Logró que versos sensatos bailotearan al ritmo de blues en miles de
corazones. Alimentó muchas generaciones con poesía transgresora. Y eso,
casi nadie lo logra. Menos en un país desentendido de letras.
Cuando veía el documental “El Miedo y la Furia”, sobre la banda de
punk británico The Sex Pistols, pensé en cómo los ingleses ha preservado
al rock. ¿Cuántos documentales, libros, museos o estatuas tienen sus
músicos? En cambio, en México sus mayores genios fenecen cuando parte su
último fan. Ni los más grandes se salvan. Cuando mucho, alguno logra
una aparición de media hora en un programa de espectáculos sabatino.
Como fan y periodista, no podía dejar pasar la biografía de José
Cruz. Siempre sentí que era, de alguna forma, mi responsabilidad. Más
tomando en cuenta que José y yo no somos uno simples conocidos, sino que
hemos compartido muchos, muchos días que nos llevaron a la amistad
inevitable.
En un país donde los medios no son más que otro brazo del poder, son
heroicas las hazañas de los periodistas que se arriesgan a seguir
desnudando al tirano, solidarizándose con el hambriento y exhibiendo el
exterminio humano que ejerce la clase política contra sus
contribuyentes. Sólo que, también, el periodismo mexicano tiene muchas
deudas con su sociedad. No ha retratado a todos sus personajes y
componentes, como tampoco ha contado historias que necesariamente deben
ser preservadas.
Bruce Springsteen, educado en una familia y escuela de católicos
radicales, contó en una entrevista: “El rock llegó a mí cuando parecía
que no había escapatoria posible y abrió ante mí un mundo de
posibilidades”. Estoy seguro de que José Cruz fue, para muchos, la
salvación de caer en la fábrica de sueños del libre mercado.

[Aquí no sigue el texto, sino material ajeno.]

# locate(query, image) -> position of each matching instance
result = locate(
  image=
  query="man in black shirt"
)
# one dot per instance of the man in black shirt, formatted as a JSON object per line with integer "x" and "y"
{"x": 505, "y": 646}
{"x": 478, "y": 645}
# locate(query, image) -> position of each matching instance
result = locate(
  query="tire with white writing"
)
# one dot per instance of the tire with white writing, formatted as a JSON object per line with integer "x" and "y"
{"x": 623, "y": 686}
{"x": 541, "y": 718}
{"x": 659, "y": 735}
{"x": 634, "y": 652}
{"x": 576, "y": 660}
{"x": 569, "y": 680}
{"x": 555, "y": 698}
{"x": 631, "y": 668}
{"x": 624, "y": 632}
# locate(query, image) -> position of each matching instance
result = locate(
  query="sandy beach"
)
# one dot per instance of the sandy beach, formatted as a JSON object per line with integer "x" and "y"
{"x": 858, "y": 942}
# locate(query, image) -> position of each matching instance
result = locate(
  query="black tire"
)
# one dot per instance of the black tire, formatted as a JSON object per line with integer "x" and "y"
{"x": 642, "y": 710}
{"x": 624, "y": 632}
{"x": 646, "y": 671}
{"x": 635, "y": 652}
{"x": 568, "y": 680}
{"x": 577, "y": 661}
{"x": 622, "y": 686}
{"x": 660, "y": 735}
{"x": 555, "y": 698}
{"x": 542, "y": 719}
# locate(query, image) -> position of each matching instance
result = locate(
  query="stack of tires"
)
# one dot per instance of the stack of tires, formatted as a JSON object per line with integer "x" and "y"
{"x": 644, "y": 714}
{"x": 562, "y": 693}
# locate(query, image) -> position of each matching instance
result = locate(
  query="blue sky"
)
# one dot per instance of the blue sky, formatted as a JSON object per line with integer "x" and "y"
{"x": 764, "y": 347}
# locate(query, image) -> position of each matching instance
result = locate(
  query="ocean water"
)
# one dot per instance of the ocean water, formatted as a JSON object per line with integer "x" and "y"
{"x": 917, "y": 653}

Antihéroe
de su época y detonador de necesarias transgresiones.
El libro Voy a morir, la biografía de José Cruz, fundador de Real de
Catorce, quiere dejar constancia de que hubo mexicanos que no depredaron
a sus semejantes, ni murieron como camaleones de su era, o sólo merecen
ser recordados por romper el récord en número de asesinatos contra sus
connacionales. De que hay muchos más que se negaron a sepultar sus
sueños y morirse de indiferencia.
*Texto leído durante la presentación del libro Voy a morir, la biografía de José Cruz, fundador de Real de Catorce.